The U.S. never signed the Kyoto Protocol, the only legally binding international agreement designed to reduce emissions, but it is allowed to take part in the negotiations in a separate track dedicated to securing a long-term climate agreement. After President Obama’s election, the international community had high hopes the new administration would bring a new sense of ambition and commitment to talks.
Instead, the only thing the U.S. brought to the table was a wrecking ball. Rather than standing out of the way and letting the rest of the world get on with setting up an international architecture to facilitate cutting emissions, stopping deforestation, and investing in renewable energy, the U.S. has spent the years since Copenhagen attempting to systemically dismantle the U.N. process.
Highest on the U.S. hit list is the Kyoto Protocol, an imperfect treaty (thanks in large part to U.S. recalcitrance), but currently the best instrument in the global climate toolbox. Next on the list is the very idea of legally binding commitments — the U.S. would prefer a “pledge and review” world where countries make their own voluntary commitments and then report out on what they’ve decided.
Here in Durban, however, the U.S. has taken on an even more insidious role by pushing a proposal that the international community adopt a “mandate” to negotiate a new climate treaty that will take effect in — wait for it — 2020.
This isn’t just a delay, it’s a death sentence. Scientists have stated over and over that in order to avoid catastrophic climate change, emissions must peak by 2015 or 2020 at the absolute latest. (For a closer look at the scientific reasoning, read David Roberts.)
It is especially callous and cold-hearted for the U.S. to be pushing the 2020 timeline here in Durban. Africa is already seeing the devastating impacts of the climate crisis, from the deadly drought still ravaging the Horn of Africa to terrible flooding, including here in Durban where heavy rains killed at least eight people just last week.
But instead of being recognized as yet another delay tactic from the world’s biggest historical emitter, the 2020 timeline seems to be gaining traction here at the talks. Brazil and India have vaguely expressed support, China has made cryptic comments about the proposal, and the European Union has yet to stand up clearly and strongly against the delay. If the talks here in Durban are allowed to simply stumble to the closing gavel, there’s a chance that the U.S. proposal could become the new mandate for the U.N. climate talks.
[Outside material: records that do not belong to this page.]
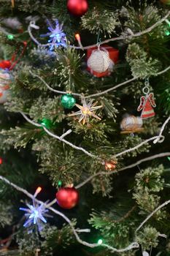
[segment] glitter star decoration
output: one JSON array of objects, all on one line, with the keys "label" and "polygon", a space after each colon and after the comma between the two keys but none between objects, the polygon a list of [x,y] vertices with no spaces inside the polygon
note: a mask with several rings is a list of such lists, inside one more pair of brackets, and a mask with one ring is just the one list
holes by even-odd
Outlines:
[{"label": "glitter star decoration", "polygon": [[93,103],[93,100],[90,100],[89,102],[86,102],[86,101],[84,99],[82,102],[82,106],[78,104],[75,105],[80,109],[80,110],[69,114],[69,116],[80,116],[79,122],[82,121],[82,124],[85,124],[85,122],[89,121],[90,116],[93,116],[98,120],[101,120],[101,118],[99,118],[93,112],[103,106],[96,106],[96,104],[97,102]]},{"label": "glitter star decoration", "polygon": [[41,37],[50,37],[48,42],[51,43],[50,50],[53,50],[54,46],[58,47],[59,45],[66,46],[66,34],[63,31],[63,25],[60,24],[58,20],[55,20],[55,26],[47,20],[48,30],[50,32],[42,34]]},{"label": "glitter star decoration", "polygon": [[46,209],[45,204],[35,202],[34,198],[42,190],[39,187],[34,195],[33,204],[27,203],[28,208],[20,208],[20,210],[26,211],[25,217],[27,220],[25,222],[23,227],[30,227],[32,225],[37,225],[39,231],[41,231],[43,227],[43,222],[47,223],[45,217],[51,217],[47,214],[48,210]]}]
It’s time for a crisis moment. The world has successfully stood up to the United States at the U.N. climate talks before. On the final day of the talks in Bali in 2007, delegates actively booed Bush administration negotiators over their repeated attempts to hold up progress. Finally, the delegate from Papua New Guinea challenged the U.S.: “If you’re not willing to lead, get out of the way.” Minutes later, the U.S. negotiators relented and allowed a deal to move forward.
Civil society needs to do everything we can to create a similar crisis moment here in Durban. If African nations stand up to the U.S. and are backed up by Brazil, India, and the E.U., there’s a chance that the world can save Kyoto, beat back the 2020 delay, and set a mandate for new agreements within the next year or by 2015 at the latest.
The world stood up to the U.S. in Bali, it can do it again in Durban. In the words of a South African freedom-fighter-turned-president, “It’s always impossible until it’s done.”